C’est ce qu’a indiqué une Canadienne, Martha Turner Bradbury, en fin de journée, sur la page Facebook d’un groupe de passagers du Costa Luminosa.

« Nous sommes sur une navette qui va nous amener à l’aéroport », a-t-elle écrit. « On nous a dit que ce serait un avion affrété par le gouvernement canadien. Un vol rudimentaire, mais il nous ramènera au Canada », a-t-elle précisé.

Plus tôt dans la journée, la dame s’était plainte à quelques reprises des services consulaires canadiens.

Le bateau de croisière dont certains passagers sont infectés par la COVID-19 a pu accoster au port de Marseille jeudi mais seulement pour un maximum de quatre jours et à des conditions strictes.

Il transportait 1400 passagers, dont au moins 77 Canadiens.

Mardi, alors que le Costa Luminosa naviguait au large du Maroc, dans l’Atlantique, il a été autorisé à faire escale à Tenerife sur l’archipel des Canaries, en Espagne, afin que trois de ses occupants malades soient transportés à l’hôpital. Cependant, les autres personnes à bord du géant des mers ont été frappées par les autorités espagnoles d’une interdiction d’en sortir.
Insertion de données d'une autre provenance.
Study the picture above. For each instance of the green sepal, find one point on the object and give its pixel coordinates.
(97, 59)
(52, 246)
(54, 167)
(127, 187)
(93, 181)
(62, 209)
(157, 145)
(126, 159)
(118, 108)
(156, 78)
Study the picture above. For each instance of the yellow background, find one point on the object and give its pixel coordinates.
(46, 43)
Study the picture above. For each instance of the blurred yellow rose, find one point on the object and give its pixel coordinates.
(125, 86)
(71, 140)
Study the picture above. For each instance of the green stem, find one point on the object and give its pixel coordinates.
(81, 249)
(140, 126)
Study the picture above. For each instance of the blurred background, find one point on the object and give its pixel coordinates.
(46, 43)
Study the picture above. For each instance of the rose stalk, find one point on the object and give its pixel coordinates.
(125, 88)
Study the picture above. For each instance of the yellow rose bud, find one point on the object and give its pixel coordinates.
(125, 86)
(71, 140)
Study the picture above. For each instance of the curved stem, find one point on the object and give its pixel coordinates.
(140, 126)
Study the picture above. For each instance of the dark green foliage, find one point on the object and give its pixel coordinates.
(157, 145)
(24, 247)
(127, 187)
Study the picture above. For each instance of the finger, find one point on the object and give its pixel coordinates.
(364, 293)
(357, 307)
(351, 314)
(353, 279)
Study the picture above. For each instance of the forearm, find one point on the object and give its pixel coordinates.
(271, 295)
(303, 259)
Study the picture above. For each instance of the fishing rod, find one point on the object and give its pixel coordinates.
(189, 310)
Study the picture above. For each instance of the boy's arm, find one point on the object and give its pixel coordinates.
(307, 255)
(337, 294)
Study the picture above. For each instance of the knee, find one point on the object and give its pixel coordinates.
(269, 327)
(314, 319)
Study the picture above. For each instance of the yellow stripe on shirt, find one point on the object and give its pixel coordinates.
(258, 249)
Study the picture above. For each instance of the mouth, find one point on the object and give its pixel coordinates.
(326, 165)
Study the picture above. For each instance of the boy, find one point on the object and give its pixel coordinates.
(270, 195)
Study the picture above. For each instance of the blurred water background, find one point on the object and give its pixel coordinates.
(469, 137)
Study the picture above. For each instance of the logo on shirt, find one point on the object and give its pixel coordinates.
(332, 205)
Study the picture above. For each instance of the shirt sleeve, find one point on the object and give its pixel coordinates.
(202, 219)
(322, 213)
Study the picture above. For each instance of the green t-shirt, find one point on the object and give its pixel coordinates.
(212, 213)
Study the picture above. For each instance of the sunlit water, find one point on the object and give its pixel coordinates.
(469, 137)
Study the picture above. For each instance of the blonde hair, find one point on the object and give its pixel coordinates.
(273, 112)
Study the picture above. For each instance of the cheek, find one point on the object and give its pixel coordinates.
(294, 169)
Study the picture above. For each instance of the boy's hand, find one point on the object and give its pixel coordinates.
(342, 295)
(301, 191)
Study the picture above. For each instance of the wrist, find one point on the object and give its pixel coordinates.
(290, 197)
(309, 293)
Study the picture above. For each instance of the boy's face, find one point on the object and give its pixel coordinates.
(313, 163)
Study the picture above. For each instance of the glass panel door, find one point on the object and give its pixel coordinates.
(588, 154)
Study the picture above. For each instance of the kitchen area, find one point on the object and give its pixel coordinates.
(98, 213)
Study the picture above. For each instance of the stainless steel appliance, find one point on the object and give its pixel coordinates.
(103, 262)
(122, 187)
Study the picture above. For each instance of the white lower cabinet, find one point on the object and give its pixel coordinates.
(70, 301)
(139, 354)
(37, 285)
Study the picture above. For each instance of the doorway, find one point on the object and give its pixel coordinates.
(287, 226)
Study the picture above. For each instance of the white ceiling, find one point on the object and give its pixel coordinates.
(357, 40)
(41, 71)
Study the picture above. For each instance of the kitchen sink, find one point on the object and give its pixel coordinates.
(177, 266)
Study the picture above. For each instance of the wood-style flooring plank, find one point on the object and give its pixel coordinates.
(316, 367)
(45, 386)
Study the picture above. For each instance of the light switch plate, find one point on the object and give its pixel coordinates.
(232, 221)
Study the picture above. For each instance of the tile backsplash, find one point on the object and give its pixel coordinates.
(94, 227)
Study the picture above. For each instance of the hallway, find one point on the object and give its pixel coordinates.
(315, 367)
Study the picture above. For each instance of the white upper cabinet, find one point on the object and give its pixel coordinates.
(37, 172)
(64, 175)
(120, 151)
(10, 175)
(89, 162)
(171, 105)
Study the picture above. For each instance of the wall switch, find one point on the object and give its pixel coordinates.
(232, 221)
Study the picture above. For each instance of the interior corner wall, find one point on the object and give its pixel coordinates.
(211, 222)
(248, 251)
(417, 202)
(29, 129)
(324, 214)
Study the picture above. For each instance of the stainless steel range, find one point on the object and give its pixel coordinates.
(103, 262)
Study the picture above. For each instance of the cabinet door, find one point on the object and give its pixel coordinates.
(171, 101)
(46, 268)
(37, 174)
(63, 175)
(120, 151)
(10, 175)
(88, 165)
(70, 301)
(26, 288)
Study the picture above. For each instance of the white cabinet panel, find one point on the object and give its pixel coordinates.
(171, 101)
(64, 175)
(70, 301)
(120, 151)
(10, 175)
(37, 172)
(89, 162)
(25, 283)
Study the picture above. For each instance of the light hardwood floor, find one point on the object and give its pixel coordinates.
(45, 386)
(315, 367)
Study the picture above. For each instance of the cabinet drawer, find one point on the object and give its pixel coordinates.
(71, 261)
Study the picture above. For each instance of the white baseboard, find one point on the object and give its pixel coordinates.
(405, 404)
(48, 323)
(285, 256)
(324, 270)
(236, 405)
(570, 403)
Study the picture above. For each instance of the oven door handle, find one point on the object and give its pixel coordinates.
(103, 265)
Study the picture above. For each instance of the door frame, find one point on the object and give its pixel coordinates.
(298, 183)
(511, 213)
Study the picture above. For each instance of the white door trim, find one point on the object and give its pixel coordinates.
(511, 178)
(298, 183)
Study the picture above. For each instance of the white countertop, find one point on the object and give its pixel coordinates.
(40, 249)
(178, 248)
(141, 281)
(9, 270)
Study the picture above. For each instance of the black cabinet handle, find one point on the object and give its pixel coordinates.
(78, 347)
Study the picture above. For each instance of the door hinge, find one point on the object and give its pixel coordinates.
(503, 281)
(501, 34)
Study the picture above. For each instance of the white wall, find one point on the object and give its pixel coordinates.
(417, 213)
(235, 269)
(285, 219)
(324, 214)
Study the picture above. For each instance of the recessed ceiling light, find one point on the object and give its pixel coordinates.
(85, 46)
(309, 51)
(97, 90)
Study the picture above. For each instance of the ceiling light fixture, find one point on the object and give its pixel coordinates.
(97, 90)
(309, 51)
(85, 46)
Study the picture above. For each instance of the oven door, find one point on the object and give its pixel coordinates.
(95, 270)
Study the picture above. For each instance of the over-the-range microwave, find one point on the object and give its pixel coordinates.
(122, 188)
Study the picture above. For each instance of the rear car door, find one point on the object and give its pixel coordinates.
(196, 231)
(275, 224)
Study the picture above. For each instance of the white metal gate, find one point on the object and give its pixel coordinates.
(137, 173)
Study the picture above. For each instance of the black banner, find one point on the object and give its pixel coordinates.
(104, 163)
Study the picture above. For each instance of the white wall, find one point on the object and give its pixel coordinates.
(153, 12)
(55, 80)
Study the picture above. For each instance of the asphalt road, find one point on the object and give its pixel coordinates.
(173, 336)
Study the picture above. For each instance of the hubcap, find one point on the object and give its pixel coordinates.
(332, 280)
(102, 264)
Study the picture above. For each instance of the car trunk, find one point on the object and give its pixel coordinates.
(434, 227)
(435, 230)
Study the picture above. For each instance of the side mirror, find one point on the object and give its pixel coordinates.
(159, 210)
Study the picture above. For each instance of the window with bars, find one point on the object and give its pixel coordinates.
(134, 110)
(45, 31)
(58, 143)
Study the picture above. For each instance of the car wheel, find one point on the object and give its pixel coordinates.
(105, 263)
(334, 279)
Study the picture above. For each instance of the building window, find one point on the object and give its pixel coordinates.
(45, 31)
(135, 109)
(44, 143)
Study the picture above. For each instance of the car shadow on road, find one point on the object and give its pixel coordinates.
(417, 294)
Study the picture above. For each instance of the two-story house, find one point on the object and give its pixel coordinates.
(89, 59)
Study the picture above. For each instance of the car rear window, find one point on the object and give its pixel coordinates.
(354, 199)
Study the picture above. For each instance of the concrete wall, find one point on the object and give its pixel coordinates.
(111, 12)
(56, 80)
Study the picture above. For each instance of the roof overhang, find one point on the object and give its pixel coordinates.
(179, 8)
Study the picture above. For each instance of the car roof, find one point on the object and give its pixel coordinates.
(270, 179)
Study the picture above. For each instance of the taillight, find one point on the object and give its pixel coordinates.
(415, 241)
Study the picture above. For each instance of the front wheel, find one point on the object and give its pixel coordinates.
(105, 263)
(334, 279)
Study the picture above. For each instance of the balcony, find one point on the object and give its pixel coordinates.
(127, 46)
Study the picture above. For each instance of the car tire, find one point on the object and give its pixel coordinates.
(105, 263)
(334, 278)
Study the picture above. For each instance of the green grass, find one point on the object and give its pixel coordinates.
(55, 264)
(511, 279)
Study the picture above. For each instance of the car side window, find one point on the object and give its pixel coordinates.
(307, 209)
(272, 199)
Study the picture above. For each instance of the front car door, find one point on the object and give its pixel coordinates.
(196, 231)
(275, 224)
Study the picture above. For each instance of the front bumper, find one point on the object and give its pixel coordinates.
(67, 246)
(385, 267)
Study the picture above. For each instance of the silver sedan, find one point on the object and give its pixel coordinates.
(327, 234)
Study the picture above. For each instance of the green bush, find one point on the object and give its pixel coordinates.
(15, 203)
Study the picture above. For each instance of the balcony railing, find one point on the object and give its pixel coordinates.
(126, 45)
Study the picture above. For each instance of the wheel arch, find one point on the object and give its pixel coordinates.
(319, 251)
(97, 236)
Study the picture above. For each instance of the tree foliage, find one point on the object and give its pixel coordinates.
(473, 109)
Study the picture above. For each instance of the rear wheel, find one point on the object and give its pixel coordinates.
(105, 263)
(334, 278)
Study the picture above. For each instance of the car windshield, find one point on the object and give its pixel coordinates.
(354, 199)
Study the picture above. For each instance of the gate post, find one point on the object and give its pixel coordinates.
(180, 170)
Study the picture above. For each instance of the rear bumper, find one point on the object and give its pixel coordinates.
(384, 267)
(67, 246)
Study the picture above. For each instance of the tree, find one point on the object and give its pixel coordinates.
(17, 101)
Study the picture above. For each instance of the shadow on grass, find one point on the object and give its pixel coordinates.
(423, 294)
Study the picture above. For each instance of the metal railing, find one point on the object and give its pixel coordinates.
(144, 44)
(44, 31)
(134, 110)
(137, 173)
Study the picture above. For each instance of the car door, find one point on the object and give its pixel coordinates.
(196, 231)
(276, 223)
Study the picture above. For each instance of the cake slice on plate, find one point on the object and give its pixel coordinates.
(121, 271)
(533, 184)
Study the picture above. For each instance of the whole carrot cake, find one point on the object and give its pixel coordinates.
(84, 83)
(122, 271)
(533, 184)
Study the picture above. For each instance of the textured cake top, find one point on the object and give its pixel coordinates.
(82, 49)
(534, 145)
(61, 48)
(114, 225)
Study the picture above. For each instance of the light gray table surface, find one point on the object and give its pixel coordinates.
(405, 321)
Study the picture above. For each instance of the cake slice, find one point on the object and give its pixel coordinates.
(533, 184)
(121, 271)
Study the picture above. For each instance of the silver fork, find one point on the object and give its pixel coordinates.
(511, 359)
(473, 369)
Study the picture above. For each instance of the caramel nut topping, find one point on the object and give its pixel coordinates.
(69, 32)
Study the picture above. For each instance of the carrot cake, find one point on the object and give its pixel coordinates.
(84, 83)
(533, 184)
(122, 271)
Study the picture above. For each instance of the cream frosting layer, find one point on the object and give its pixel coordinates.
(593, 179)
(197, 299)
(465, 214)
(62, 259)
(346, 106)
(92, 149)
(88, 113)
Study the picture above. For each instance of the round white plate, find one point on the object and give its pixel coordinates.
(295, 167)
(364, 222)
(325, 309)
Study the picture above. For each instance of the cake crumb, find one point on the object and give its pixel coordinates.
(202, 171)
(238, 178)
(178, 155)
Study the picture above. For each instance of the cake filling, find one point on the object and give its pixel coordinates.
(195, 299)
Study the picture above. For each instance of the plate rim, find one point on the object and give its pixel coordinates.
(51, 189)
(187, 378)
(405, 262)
Si c’est bel et bien par un avion retenu par le gouvernement fédéral que ces 77 Canadiens seront rapatriés, ils devront passer par une quarantaine de 14 jours, comme les 228 passagers canadiens du Grand Princess ramenés la semaine dernière. Dans ce groupe, en isolement sur la base militaire de Trenton depuis le 10 mars, on compte maintenant 10 personnes atteintes de la COVID-19.